Mitigating Hallucinations in Multimodal Spatial Relations through Constraint-Aware Prompting
Jiarui Wu, Zhuo Liu, Hangfeng He
TL;DR
This paper tackles the problem of hallucinations in multimodal spatial relation reasoning by LVLMs. It proposes constraint-aware prompting with two mechanisms: bidirectional constraints (BA/AB consistency) and transitivity constraints (AC/BC to constrain AB via a reference object C), implemented in a zero-shot prompting framework. Across three spatial-relation datasets, the approach significantly improves accuracy and F1 scores, with the combined constraint yielding the strongest performance and demonstrating generalization to other LVLMs. The work highlights practical benefits for reducing spatial reasoning hallucinations and suggests directions for automatic reference selection and broader spatial relation tasks.
Abstract
Spatial relation hallucinations pose a persistent challenge in large vision-language models (LVLMs), leading to generate incorrect predictions about object positions and spatial configurations within an image. To address this issue, we propose a constraint-aware prompting framework designed to reduce spatial relation hallucinations. Specifically, we introduce two types of constraints: (1) bidirectional constraint, which ensures consistency in pairwise object relations, and (2) transitivity constraint, which enforces relational dependence across multiple objects.
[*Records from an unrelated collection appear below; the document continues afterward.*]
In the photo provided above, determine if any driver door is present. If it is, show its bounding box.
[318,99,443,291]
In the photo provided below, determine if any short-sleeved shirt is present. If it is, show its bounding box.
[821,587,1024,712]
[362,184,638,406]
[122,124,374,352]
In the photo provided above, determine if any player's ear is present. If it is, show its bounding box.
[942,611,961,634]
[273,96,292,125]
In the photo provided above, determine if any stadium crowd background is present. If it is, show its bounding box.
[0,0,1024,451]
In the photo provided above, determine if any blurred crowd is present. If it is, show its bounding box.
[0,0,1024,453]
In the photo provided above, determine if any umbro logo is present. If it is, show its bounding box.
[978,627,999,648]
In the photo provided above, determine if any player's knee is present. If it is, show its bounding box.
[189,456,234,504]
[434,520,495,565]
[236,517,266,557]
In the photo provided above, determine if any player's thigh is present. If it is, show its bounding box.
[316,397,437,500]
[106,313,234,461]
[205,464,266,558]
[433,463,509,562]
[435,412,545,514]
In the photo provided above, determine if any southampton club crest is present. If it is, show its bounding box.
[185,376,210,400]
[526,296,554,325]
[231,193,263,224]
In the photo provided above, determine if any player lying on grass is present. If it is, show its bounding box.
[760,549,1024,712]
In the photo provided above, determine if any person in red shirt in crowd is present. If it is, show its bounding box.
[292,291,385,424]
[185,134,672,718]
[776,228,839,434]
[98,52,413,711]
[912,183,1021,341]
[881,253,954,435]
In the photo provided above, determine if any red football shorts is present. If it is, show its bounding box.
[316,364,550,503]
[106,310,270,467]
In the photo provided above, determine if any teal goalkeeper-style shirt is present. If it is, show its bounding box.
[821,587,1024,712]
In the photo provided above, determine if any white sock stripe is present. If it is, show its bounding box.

By incorporating these constraints, LVLMs can produce more spatially coherent and consistent outputs. We evaluate our method on three widely-used spatial relation datasets, demonstrating performance improvements over existing approaches. Additionally, a systematic analysis of various bidirectional relation analysis choices and transitivity reference selections highlights greater possibilities of our methods in incorporating constraints to mitigate spatial relation hallucinations.